"You see, as I dope it out, she's accustomed to sit in Miss Van Allen's boodore a-sewin' an' might have overheard some gossip or sumpum like that, an' Miss Van Allen was afraid she'd scatter it, an' so she sent Julie to shut her up. I don't believe the woman knows where Miss Van is now."

"I must see her," said Stone.

"Yes, sir. She won't get away. She's a regular citizen, an' respectable at that. Well, then, the laundress. To her also Julie had likewise went. An' to her also Julie had passed the spondulicks. Now, I don't understand that so well, for laundresses don't overhear the ladies talkin', but, anyway, Julie told her if she wouldn't answer a question to anybody, she'd give her half a century, too. And did."

"Doubtless the laundress knew something Miss Van Allen wants kept secret."

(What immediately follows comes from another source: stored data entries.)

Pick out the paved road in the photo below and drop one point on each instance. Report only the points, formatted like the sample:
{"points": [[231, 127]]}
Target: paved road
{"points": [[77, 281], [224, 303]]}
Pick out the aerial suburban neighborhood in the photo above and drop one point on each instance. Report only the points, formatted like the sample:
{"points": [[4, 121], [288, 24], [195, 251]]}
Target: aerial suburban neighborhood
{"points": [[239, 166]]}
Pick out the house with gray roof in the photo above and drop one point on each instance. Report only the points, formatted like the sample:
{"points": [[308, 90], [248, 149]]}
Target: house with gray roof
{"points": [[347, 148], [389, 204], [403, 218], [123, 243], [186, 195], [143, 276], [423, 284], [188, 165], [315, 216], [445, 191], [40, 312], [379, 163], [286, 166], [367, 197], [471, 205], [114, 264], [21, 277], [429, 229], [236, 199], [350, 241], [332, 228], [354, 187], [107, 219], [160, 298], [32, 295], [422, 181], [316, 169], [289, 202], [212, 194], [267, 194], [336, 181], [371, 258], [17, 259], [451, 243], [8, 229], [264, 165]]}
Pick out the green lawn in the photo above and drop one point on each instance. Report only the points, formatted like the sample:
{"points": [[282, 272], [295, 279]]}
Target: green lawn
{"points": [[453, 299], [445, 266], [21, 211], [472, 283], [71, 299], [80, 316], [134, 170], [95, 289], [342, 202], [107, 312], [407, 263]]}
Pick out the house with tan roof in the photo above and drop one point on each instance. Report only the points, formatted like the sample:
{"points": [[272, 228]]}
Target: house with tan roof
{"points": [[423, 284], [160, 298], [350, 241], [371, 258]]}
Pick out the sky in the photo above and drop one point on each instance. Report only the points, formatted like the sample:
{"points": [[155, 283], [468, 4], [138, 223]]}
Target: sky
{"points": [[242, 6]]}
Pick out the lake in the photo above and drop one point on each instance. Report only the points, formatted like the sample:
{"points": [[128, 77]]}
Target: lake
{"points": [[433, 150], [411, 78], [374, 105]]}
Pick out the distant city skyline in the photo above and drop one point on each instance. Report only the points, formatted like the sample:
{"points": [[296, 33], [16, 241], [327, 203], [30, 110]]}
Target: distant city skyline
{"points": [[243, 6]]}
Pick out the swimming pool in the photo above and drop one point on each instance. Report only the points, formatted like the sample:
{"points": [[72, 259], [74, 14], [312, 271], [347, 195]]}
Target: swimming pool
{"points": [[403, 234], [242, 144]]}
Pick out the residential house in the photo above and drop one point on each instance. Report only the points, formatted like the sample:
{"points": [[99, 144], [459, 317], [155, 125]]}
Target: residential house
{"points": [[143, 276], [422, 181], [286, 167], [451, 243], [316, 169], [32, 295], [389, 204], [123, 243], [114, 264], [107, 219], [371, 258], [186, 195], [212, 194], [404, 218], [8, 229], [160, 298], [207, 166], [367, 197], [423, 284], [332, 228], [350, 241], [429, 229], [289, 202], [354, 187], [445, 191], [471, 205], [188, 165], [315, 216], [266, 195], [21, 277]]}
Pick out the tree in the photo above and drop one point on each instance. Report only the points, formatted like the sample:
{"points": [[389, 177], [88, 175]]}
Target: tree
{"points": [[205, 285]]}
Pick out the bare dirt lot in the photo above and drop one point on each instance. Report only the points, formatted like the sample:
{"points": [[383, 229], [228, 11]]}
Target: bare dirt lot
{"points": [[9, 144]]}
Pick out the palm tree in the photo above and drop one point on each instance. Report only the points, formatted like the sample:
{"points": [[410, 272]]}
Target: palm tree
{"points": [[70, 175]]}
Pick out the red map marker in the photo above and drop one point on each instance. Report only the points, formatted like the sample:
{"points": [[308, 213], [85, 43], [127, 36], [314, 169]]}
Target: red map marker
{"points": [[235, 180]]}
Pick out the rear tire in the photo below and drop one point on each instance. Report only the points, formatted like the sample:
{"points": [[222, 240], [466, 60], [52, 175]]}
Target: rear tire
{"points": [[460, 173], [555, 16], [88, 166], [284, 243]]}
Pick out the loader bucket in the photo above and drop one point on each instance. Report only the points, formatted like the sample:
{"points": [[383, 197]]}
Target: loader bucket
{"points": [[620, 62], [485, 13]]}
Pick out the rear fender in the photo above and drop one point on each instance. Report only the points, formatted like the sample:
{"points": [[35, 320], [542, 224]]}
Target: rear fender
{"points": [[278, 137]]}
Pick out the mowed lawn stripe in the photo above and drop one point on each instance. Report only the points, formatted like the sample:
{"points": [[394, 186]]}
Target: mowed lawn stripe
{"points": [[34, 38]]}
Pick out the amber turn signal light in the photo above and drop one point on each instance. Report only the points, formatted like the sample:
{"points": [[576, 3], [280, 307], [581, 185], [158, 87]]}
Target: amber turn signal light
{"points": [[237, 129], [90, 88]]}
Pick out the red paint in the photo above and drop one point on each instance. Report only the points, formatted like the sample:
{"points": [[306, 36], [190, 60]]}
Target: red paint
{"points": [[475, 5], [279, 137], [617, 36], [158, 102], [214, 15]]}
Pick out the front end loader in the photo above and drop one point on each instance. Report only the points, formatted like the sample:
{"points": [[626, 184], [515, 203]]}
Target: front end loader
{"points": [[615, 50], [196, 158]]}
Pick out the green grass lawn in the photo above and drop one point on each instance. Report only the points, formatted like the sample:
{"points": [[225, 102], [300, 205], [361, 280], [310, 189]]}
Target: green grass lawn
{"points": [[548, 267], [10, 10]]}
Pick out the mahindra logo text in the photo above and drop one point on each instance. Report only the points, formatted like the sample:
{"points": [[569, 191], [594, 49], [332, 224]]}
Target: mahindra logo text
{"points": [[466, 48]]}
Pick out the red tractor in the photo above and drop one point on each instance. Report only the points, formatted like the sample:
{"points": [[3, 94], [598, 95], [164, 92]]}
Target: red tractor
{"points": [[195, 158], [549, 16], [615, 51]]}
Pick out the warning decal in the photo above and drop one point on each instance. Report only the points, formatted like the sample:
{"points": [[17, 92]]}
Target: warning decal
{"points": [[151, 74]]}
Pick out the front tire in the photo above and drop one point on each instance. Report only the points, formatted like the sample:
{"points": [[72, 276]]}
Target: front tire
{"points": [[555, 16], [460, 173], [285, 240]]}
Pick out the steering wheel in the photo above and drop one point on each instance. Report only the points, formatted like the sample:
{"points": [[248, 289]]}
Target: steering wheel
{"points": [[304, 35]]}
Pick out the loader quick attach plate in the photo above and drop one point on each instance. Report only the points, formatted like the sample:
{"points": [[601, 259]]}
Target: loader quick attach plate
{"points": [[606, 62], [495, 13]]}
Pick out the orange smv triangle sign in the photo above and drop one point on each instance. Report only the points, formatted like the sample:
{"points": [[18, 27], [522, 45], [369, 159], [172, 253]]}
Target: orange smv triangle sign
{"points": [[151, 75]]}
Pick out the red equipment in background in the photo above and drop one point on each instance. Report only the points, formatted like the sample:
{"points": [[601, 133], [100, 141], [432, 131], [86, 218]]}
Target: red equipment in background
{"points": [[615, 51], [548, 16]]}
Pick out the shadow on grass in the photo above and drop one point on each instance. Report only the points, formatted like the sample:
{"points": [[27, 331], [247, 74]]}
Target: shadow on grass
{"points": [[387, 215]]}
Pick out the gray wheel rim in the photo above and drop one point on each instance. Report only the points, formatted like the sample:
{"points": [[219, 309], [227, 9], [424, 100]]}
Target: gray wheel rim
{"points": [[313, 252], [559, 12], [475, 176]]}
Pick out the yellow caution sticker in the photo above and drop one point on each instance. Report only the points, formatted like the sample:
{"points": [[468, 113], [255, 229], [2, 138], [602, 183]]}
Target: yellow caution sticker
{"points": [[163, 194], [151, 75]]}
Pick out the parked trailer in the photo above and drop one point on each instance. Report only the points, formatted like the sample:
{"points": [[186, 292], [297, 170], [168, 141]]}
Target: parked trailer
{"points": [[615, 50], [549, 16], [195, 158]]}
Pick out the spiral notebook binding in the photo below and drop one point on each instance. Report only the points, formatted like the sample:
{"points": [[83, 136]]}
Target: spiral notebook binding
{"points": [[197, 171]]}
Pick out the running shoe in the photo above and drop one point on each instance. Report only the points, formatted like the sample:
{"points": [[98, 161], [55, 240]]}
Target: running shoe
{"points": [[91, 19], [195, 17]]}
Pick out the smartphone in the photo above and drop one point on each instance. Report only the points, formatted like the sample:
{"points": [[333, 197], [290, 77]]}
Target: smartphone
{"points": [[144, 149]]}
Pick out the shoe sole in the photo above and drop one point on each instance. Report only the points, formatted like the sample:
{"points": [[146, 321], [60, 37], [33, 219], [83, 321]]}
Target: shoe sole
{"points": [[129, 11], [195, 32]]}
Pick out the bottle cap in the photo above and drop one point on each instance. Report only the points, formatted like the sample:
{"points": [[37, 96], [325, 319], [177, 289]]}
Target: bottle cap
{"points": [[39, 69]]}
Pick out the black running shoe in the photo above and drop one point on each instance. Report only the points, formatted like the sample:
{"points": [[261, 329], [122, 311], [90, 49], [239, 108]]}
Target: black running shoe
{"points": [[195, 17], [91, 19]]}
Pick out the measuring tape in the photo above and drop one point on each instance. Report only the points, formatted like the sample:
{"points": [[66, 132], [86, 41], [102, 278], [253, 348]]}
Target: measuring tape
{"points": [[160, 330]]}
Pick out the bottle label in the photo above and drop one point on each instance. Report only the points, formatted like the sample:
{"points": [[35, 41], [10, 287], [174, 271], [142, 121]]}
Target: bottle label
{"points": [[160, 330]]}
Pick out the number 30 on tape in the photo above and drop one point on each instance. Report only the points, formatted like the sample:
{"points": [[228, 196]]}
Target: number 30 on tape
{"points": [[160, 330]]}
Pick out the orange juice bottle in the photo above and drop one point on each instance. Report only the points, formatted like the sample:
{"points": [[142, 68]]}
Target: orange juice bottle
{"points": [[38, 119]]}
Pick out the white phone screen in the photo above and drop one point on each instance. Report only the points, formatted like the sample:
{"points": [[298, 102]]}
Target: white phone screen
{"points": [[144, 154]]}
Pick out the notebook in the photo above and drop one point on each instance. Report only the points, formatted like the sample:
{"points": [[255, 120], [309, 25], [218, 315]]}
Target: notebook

"Doubtless, sir," said Fibsy, gravely.

"But I don't believe," mused Stone, "that it would help us any to learn all those women know. If Miss Van Allen thought they could help us find her, she would give them more than that for silence or get them out of the city altogether."

"Where is Miss Van Allen, Mr. Stone?"

Fibsy asked the question casually, as one expectant of an answer.

"She's in the city, Fibs, living as somebody else."

"Yep, that's so. Over on the West side, say, among the artist lady's studio gang?"